Ответом на эту длинную оскорбительную речь было мертвое молчание. Алан вообще любил прибегать к сарказму, но никогда еще его ирония не достигала такой жестокой проницательности, такой убийственной отточенности в желании унизить. Под его показным спокойствием чувствовалось холодное бешенство, необъяснимое и совершенно несоразмерное ни с внешним поводом, вызвавшим эту злобную вспышку, ни с ничтожностью самой жертвы.

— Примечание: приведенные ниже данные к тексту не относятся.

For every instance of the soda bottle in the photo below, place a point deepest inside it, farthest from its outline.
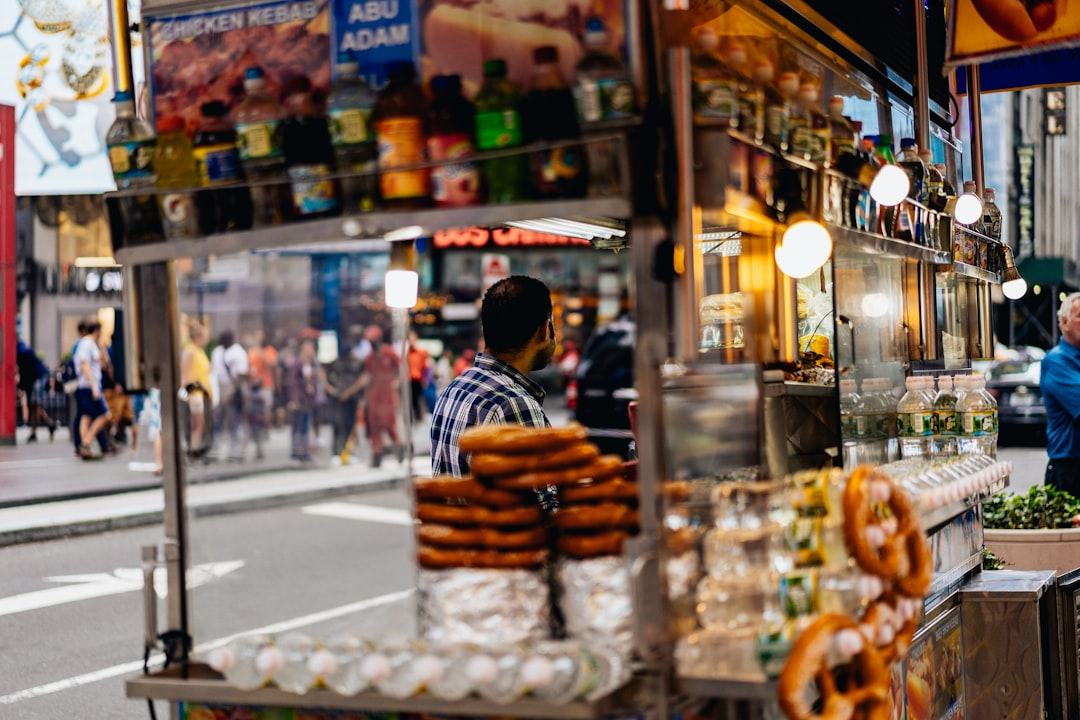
(224, 204)
(915, 413)
(131, 146)
(349, 109)
(451, 122)
(715, 84)
(309, 155)
(945, 419)
(258, 139)
(499, 127)
(602, 89)
(399, 119)
(174, 164)
(550, 116)
(841, 135)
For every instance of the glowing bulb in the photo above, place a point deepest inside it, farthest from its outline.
(401, 288)
(1014, 289)
(968, 209)
(805, 247)
(890, 185)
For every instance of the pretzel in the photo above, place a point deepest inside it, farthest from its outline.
(491, 464)
(867, 688)
(601, 516)
(518, 438)
(447, 535)
(592, 545)
(611, 489)
(901, 555)
(475, 515)
(602, 467)
(441, 558)
(447, 487)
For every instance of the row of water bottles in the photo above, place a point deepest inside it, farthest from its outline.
(935, 418)
(553, 670)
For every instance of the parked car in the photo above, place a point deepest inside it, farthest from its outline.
(1013, 380)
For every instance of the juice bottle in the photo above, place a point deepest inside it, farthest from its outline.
(551, 117)
(399, 119)
(224, 204)
(131, 146)
(174, 163)
(451, 122)
(349, 109)
(309, 155)
(499, 127)
(258, 139)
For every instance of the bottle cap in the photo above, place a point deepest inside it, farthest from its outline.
(170, 124)
(495, 68)
(214, 109)
(545, 55)
(401, 70)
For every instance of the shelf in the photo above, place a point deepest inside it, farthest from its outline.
(751, 685)
(977, 273)
(937, 516)
(202, 684)
(348, 228)
(873, 244)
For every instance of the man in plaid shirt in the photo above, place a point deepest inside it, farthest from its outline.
(518, 338)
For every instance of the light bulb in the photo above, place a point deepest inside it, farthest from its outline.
(968, 209)
(890, 185)
(1014, 289)
(805, 247)
(401, 288)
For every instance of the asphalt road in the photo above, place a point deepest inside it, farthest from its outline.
(318, 564)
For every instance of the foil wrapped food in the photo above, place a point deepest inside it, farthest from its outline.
(594, 596)
(483, 607)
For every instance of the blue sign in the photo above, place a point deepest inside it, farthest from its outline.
(1051, 67)
(376, 32)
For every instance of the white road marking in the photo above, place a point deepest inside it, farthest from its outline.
(102, 584)
(366, 513)
(127, 668)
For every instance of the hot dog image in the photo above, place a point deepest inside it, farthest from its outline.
(1016, 19)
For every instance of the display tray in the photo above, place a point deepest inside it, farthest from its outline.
(205, 685)
(352, 227)
(873, 244)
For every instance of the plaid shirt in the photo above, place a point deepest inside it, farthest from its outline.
(490, 392)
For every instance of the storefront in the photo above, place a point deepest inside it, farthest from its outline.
(742, 565)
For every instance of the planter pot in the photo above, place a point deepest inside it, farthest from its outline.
(1036, 549)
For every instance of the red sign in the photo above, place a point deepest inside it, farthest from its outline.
(8, 339)
(502, 238)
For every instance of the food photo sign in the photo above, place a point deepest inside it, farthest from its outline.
(981, 30)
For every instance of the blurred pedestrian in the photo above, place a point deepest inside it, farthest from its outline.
(229, 368)
(383, 393)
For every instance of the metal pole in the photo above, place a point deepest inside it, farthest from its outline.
(975, 117)
(921, 79)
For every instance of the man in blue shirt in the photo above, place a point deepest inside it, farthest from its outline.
(1061, 392)
(518, 338)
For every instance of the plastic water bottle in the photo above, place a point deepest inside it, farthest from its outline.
(338, 664)
(497, 675)
(916, 419)
(977, 412)
(945, 419)
(237, 662)
(561, 673)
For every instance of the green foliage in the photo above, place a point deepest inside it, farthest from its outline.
(1041, 507)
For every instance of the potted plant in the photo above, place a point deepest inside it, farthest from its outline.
(1036, 530)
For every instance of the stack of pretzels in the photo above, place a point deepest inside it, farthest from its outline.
(881, 532)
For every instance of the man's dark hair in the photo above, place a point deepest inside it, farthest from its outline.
(512, 312)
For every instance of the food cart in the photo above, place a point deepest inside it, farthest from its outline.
(738, 364)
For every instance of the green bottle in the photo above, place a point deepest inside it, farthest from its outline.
(499, 127)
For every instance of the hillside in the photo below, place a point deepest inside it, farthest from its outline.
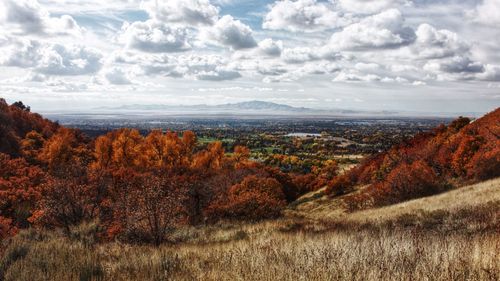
(16, 121)
(317, 206)
(454, 236)
(464, 152)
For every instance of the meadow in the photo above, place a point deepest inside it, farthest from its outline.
(422, 240)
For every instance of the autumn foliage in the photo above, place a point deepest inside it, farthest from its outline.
(463, 152)
(138, 187)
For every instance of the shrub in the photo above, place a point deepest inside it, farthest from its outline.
(252, 199)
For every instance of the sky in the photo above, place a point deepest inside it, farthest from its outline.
(405, 55)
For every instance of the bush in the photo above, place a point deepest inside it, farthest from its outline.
(252, 199)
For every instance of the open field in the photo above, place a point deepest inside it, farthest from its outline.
(452, 236)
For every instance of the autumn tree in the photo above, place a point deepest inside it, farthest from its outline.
(63, 150)
(153, 205)
(19, 189)
(253, 199)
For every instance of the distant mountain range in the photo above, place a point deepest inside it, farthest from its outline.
(248, 107)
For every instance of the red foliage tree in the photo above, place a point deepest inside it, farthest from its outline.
(253, 199)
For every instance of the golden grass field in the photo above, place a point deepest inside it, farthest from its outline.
(451, 236)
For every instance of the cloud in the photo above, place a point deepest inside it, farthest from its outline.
(155, 37)
(491, 73)
(303, 15)
(432, 43)
(380, 31)
(271, 47)
(218, 75)
(355, 76)
(488, 12)
(117, 76)
(230, 32)
(28, 17)
(199, 67)
(300, 55)
(192, 12)
(457, 64)
(370, 6)
(52, 59)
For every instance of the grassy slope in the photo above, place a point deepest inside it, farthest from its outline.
(317, 206)
(372, 245)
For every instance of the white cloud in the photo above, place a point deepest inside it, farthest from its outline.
(488, 12)
(432, 43)
(299, 55)
(219, 74)
(28, 17)
(384, 30)
(230, 32)
(491, 73)
(155, 37)
(199, 67)
(52, 59)
(370, 6)
(117, 76)
(303, 15)
(458, 67)
(271, 47)
(192, 12)
(355, 76)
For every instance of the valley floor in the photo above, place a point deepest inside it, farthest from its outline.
(452, 236)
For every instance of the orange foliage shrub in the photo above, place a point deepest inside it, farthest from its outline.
(253, 199)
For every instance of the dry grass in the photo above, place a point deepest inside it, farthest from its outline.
(427, 239)
(363, 255)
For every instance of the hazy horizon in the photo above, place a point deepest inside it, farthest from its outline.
(395, 55)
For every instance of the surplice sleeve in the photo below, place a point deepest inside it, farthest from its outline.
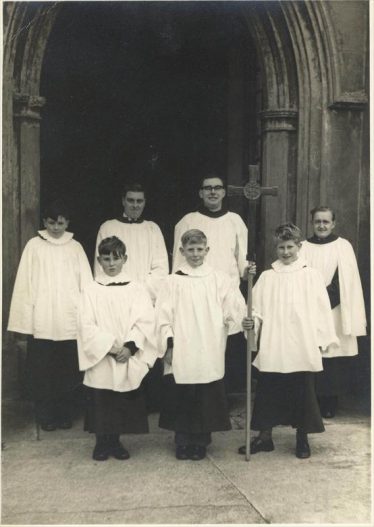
(164, 316)
(234, 307)
(93, 342)
(160, 262)
(241, 244)
(22, 304)
(179, 229)
(351, 295)
(85, 273)
(324, 320)
(100, 236)
(143, 329)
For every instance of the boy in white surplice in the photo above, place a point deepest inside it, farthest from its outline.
(196, 309)
(291, 306)
(52, 272)
(116, 349)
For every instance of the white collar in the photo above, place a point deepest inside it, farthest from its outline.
(202, 270)
(280, 267)
(105, 279)
(65, 238)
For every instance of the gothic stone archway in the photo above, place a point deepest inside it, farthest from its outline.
(314, 118)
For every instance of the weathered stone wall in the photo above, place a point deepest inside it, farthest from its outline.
(314, 64)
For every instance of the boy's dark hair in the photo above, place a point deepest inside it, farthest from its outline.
(56, 208)
(209, 173)
(112, 245)
(322, 208)
(193, 236)
(133, 187)
(287, 231)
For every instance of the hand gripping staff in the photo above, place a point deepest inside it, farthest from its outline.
(252, 191)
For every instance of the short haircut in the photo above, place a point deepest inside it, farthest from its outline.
(322, 208)
(132, 187)
(112, 245)
(56, 208)
(209, 174)
(287, 232)
(193, 236)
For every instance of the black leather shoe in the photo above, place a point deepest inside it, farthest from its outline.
(258, 445)
(328, 406)
(119, 451)
(100, 453)
(48, 427)
(302, 446)
(182, 452)
(197, 452)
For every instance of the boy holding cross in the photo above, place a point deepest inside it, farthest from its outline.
(291, 306)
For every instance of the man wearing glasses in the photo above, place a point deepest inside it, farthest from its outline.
(226, 231)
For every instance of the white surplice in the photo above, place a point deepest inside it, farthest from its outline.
(113, 315)
(227, 240)
(51, 274)
(292, 304)
(147, 259)
(349, 315)
(198, 310)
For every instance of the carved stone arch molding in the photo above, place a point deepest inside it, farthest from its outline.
(306, 55)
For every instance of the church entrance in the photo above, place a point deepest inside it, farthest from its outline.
(150, 92)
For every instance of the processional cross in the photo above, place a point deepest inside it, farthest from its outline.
(252, 191)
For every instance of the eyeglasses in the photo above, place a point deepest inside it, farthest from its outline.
(209, 188)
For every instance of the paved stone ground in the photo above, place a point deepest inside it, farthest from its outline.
(55, 481)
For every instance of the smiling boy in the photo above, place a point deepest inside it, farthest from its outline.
(52, 272)
(291, 306)
(116, 346)
(196, 309)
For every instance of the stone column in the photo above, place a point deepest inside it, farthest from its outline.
(21, 219)
(278, 130)
(27, 125)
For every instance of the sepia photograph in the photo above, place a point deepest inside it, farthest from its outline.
(186, 262)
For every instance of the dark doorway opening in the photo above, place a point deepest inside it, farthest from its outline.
(141, 90)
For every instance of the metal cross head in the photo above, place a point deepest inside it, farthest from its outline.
(252, 190)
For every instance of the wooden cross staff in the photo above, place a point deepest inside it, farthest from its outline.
(252, 191)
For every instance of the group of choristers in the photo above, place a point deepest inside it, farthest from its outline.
(307, 313)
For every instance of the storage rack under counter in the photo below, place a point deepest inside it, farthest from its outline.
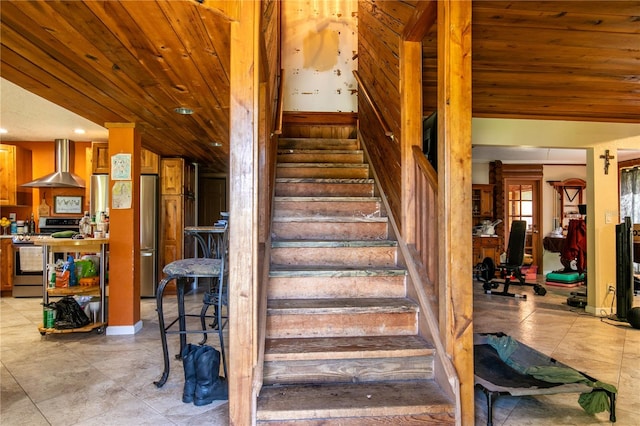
(70, 245)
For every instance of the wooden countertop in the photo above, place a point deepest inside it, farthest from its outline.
(70, 244)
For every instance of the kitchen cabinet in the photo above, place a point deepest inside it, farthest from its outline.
(15, 169)
(101, 162)
(6, 266)
(84, 246)
(482, 201)
(177, 210)
(486, 247)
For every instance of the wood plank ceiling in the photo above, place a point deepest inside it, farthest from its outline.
(128, 61)
(558, 60)
(135, 61)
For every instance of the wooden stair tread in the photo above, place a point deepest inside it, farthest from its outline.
(337, 199)
(345, 347)
(330, 243)
(333, 271)
(324, 165)
(335, 219)
(324, 180)
(351, 305)
(318, 151)
(329, 140)
(371, 399)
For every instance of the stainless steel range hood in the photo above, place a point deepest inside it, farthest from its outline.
(62, 177)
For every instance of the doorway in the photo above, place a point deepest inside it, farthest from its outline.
(518, 197)
(523, 203)
(212, 198)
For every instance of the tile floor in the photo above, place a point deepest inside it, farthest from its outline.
(91, 379)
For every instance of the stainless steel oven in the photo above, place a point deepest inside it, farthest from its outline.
(28, 273)
(27, 269)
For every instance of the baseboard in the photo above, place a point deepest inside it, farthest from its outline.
(122, 330)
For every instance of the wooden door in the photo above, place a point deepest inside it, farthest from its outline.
(522, 202)
(212, 199)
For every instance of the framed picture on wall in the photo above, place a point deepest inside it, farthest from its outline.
(67, 204)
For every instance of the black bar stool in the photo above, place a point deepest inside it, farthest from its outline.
(216, 295)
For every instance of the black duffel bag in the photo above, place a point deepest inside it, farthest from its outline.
(69, 314)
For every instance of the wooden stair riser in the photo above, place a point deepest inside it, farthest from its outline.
(342, 287)
(329, 230)
(363, 404)
(322, 171)
(326, 156)
(299, 206)
(317, 143)
(341, 324)
(325, 188)
(335, 256)
(348, 370)
(364, 418)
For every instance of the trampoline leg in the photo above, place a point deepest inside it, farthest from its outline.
(490, 401)
(612, 412)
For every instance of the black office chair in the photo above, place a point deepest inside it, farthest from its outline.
(512, 266)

Все ждали реакции Ораса Пюппе. На мой взгляд, всякая попытка с его стороны дать словесный отпор Алану была бы смешной, ему оставалось одно — умереть или ответить кулаком. Он ответил кулаком. Орас отличался недюжинной силой, которой весьма кичился, но в движениях был так же медлителен, как в словах, что и дало возможность Алану закончить свою убийственную речь. Зато под небрежной повадкой Алана крылась необычайная подвижность и ловкость, а под худощавой стройностью -железная мускулатура.